Centers \(c_i\) can be

  • uniform random distributed
  • equally spaced
  • determined by clustering (k-means, GMM-EM, ...)
In [17]:
n_rbfs = 5
centers = linspace(0, 1, n_rbfs)

Usually the widths \(h_i\) are all equal.

In [18]:
widths = diff(centers)
widths = 0.05*hstack((widths, widths[-1]))
In [19]:
def rbf_features(x):
    return exp(-0.5*(x-centers)**2/widths)
In [20]:
n_samples = 100
X = linspace(0, 1, n_samples)
Phi = array([rbf_features(x) for x in X])
w = random.randn(n_rbfs)
y = sum(Phi * w, axis=1)

figure(figsize=(10, 5))
subplot(1, 2, 1)
title("Radial Basis Functions")
for n in xrange(n_rbfs):
    plot(X, Phi[:, n])
subplot(1, 2, 2)
title("Weighted Sum of RBFs")
r = plot(X, y)
In [21]:
t = sin(2*pi*X) + random.randn(X.shape[0]) * 0.1
w = linalg.lstsq(Phi, t)[0]
y = sum(Phi * w, axis=1)
title("w = (" + (", ".join(["%.2f"] * len(w)) % tuple(w)) + ")")
plot(X, t, "o")
r = plot(X, y, lw=5)
In [22]:
t[50:] = 0
w = linalg.lstsq(Phi, t)[0]
y = sum(Phi * w, axis=1)
title("w = (" + (", ".join(["%.2f"] * len(w)) % tuple(w)) + ")")
plot(X, t, "o")
r = plot(X, y, lw=5)

Random Walk with Function Approximator

In [23]:
S = linspace(0, 1, 100)
In [24]:
def initial_state():
    return 0.5
def finished(state):
    return state <= 0.0 or state >= 1.0
In [25]:
def state_transition(state, action): # Stochastic, unknown to the agent
    if action == "left": state -= 0.15+random.rand()*0.05
    elif action == "right": state += 0.15+random.rand()*0.05
    return state
In [26]:
def reward(state, action, next_state): # Deterministic, unknown to the agent
    if next_state >= 1.0: return 1
    else: return 0
In [27]:
class QRBF(object):
    def __init__(self, n_features, S, A):
        self.c = linspace(0, max(S), n_features)
        self.h = 0.1*diff(self.c)
        self.h = hstack((self.h, self.h[-1]))
        self.W = zeros((len(A), n_features))
    def features(self, state):
        return exp(-0.5*(state-self.c)**2/self.h)
    def __call__(self, state, action=None):
        Q = self.W.dot(self.features(state))
        if action is None: return Q
        else: return Q[A.index(action)]
    def correct(self, state, action, target, alpha):
        phi = self.features(state)
        y = phi.dot(self.W[A.index(action)])
        self.W[A.index(action)] -= alpha * phi * (y - target)
In [28]:
Q = q_learning(alpha=0.02, gamma=0.9, epsilon=0.4, n_episodes=100,
               Q=QRBF(5, S, A))
In [29]:
figure(figsize=(12, 5))
Qtable = zeros((len(A), len(S)/5))
for i in range(0, len(S), 5):
    for j in range(len(A)):
        Qtable[j, i/5] = Q(S[i], A[j])
setp(gca(), xticks=(), yticks=())
r = imshow(Qtable, cmap=cm.gray, interpolation="nearest")

Question 1

  • Q(s, a) can have values greater than 1, why?

Answer 1

  • The target for online gradient descent is \(r_t + \max_{a'} Q(s_{t+1}, a')\).
  • \(Q(s_{t+1}, a')\) is not necessarily correct.

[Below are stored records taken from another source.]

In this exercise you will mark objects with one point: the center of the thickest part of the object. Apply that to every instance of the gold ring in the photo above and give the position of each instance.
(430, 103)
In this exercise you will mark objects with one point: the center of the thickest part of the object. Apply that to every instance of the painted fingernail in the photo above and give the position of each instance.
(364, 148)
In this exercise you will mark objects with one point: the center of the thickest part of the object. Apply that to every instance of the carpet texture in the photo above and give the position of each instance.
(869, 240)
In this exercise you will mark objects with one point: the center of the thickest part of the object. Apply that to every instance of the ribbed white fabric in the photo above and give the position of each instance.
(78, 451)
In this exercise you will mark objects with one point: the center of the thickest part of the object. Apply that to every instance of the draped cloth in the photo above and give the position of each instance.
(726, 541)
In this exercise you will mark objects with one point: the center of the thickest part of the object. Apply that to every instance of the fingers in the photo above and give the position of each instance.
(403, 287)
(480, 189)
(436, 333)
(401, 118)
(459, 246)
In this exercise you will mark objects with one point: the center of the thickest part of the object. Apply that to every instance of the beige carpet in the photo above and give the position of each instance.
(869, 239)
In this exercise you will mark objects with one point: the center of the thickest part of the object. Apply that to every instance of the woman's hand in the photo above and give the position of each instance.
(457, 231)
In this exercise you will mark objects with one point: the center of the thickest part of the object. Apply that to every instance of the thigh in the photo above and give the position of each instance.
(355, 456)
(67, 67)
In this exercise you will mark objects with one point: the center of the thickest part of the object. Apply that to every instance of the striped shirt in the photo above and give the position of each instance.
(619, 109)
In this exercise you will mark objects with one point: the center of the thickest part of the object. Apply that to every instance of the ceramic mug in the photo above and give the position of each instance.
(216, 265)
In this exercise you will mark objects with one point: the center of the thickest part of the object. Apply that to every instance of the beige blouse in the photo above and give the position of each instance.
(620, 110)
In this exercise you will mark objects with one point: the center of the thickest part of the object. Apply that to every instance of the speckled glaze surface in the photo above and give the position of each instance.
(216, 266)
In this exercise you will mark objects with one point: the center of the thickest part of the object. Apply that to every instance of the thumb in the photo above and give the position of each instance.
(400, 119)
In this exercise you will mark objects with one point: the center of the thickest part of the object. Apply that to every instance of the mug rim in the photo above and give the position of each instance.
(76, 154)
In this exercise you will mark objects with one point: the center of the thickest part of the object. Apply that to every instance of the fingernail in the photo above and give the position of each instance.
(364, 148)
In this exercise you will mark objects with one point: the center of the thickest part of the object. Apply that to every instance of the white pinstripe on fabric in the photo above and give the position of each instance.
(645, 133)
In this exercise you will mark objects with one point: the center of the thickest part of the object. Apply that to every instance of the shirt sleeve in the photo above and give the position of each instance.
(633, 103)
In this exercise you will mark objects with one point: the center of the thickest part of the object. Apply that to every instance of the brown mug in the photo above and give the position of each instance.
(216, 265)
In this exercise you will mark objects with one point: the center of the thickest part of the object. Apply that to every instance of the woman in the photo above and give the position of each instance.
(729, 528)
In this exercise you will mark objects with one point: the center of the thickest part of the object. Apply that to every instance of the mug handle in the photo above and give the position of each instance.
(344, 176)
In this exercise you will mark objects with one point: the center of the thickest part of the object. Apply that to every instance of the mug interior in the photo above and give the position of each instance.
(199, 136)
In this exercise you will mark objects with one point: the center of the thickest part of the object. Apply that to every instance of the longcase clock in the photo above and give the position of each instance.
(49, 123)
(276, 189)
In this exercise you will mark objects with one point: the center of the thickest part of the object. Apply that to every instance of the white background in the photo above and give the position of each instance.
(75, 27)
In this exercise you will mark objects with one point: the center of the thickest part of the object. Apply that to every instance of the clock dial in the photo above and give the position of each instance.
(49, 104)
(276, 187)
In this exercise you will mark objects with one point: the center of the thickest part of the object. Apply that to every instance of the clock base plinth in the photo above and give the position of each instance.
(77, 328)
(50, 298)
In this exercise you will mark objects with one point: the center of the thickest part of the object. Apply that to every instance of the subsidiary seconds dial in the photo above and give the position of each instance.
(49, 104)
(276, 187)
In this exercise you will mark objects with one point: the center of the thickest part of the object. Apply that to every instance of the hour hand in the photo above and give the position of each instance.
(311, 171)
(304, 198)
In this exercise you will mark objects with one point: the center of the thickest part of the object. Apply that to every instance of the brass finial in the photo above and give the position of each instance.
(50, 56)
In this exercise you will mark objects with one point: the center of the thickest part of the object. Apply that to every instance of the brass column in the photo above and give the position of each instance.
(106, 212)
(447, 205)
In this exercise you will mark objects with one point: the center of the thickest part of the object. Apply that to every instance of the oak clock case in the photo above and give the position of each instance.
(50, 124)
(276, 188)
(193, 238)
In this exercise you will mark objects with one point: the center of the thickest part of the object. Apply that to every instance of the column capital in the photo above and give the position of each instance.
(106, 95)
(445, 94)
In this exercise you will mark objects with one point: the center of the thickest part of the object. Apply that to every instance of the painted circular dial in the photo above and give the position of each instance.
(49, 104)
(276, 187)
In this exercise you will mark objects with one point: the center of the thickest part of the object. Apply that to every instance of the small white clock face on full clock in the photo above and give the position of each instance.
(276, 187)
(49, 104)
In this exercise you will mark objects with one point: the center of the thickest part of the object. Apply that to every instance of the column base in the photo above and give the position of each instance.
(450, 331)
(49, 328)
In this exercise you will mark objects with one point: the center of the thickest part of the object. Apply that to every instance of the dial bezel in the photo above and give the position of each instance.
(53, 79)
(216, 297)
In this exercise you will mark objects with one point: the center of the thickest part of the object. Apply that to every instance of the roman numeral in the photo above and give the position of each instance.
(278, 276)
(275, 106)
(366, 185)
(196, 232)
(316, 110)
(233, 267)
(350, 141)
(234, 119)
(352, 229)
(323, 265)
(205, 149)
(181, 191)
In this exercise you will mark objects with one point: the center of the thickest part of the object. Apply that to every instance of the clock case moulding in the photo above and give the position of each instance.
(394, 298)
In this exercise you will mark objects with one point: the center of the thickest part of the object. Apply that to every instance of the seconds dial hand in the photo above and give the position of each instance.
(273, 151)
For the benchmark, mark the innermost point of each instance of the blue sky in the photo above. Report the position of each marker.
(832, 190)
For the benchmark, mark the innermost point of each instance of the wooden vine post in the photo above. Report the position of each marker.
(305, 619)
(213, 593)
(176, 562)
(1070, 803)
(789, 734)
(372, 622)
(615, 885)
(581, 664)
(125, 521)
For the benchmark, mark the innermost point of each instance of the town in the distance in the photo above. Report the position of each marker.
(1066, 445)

Neural Networks as Function Approximators

  • NNs require lots of tuning.
  • There is no perfect solution yet.
  • They are able to model highly nonlinear value functions.
  • Neural networks have the problem of catastrophic forgetting.

However, there are successful applications:

Tasks with Discrete Action Space

  • Games (chess, backgammon, ...)
  • Computer games (car racing, arcade games, ...)
  • Selection of high-level actions (open the door, move forward, ...)